As far as cost, it really depends on what you can DIY and how good a scrounger you are. A full-featured B (Roadtrek, Pleasureway, etc) will certainly cost more than a similar-year cruising van, but may be nearly as cheap & more satisfactory in the long run than having a shop do a series of upgrades to turn a cruiser into a semi-camper. This is especially true if you have to hire everything done, and pay their full mark-up on appliances and hardware.
Jim, "Madness takes its toll. Please have correct change."

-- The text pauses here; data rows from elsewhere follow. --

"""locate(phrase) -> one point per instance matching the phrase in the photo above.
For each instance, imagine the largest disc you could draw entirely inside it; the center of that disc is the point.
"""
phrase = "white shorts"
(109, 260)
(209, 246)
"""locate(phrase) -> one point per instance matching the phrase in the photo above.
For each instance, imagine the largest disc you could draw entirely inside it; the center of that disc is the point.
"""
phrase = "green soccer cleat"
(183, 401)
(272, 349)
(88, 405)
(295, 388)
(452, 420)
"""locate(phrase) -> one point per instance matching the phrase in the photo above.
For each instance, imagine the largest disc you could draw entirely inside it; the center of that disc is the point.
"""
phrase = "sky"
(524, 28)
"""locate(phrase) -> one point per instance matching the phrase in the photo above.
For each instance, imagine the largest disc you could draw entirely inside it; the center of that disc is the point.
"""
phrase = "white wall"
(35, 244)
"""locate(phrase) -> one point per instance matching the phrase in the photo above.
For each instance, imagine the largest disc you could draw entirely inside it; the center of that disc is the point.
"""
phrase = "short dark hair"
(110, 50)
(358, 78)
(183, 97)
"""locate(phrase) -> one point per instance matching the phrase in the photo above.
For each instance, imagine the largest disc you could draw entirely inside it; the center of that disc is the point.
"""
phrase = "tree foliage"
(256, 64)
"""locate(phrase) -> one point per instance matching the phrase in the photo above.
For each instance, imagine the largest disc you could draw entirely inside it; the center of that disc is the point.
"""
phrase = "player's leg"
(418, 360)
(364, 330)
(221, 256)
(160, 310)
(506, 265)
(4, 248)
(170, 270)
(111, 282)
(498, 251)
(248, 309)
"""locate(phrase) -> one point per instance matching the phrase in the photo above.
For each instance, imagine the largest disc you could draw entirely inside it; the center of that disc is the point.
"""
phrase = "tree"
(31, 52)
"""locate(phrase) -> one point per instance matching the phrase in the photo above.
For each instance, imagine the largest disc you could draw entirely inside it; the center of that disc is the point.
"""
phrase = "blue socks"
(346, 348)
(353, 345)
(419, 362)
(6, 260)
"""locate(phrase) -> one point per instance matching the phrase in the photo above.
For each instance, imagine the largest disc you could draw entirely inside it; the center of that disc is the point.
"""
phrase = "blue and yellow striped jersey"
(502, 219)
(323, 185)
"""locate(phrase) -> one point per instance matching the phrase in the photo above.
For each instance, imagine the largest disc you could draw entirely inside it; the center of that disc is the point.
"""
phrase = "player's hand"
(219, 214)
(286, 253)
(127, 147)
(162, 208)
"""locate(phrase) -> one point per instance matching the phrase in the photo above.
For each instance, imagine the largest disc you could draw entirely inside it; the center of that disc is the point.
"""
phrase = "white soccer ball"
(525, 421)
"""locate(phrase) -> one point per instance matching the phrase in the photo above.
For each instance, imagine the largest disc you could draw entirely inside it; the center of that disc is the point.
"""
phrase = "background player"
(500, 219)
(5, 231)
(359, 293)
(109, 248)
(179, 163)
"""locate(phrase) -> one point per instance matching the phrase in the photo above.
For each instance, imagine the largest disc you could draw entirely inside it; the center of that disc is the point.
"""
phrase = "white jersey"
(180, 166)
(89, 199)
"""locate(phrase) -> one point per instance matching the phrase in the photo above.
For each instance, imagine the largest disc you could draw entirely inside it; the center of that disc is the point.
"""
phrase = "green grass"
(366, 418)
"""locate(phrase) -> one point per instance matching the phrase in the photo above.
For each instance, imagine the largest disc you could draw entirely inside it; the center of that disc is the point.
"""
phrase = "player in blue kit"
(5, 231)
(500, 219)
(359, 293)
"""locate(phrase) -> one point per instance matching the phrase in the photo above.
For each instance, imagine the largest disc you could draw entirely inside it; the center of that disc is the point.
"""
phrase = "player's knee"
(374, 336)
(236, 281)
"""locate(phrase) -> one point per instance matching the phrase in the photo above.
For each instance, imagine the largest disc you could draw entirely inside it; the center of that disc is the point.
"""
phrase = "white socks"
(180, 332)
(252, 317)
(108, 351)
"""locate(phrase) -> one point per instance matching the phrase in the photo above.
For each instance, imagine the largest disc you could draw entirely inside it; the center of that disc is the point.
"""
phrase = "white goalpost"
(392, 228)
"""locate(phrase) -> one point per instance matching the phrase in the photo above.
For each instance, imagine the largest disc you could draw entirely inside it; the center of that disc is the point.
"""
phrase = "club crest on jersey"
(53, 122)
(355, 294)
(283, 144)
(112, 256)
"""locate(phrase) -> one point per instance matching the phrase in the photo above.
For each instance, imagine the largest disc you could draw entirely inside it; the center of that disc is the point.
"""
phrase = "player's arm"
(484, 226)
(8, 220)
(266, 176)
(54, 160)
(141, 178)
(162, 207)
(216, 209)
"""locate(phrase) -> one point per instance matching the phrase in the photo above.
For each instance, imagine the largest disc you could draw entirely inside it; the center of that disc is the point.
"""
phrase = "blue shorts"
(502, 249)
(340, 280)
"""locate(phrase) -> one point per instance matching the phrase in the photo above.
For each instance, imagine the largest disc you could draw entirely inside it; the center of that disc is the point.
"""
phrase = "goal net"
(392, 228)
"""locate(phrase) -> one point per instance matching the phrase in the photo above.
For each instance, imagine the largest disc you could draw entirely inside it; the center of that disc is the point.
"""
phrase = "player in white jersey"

'06 Tiger CX 'C Minus' on a Silverado 2500HD 4x4, 8.1 & Allison (aka 'Loafer's Glory') www.tigervehicles.com
I did a converstion to a Dodge Van. Bought the van for $2,500. It had an electric bed that slep 2. Took out the other seating. Added an inverter, batteries and charger. Built a custom cabinet and added a microwave and 12 volt refrigerator. I put in an outside shower with a home made heat exchanger to the engine. All that added about another $800. Made sure I bought appliances, like toaster, coffee maker, hair dryer and etc. that was under 1,000 watts so the inverter would work. I used it for two years and was very happy with it and it didn't drain my wallet. Traded up to a class A. I guess if you can do the work and don't go crazy with your options list you could make it worth while. The things I didn't like about it was no standup room, no storage, no generator, no toilet, pretty much all the things you get in a class A.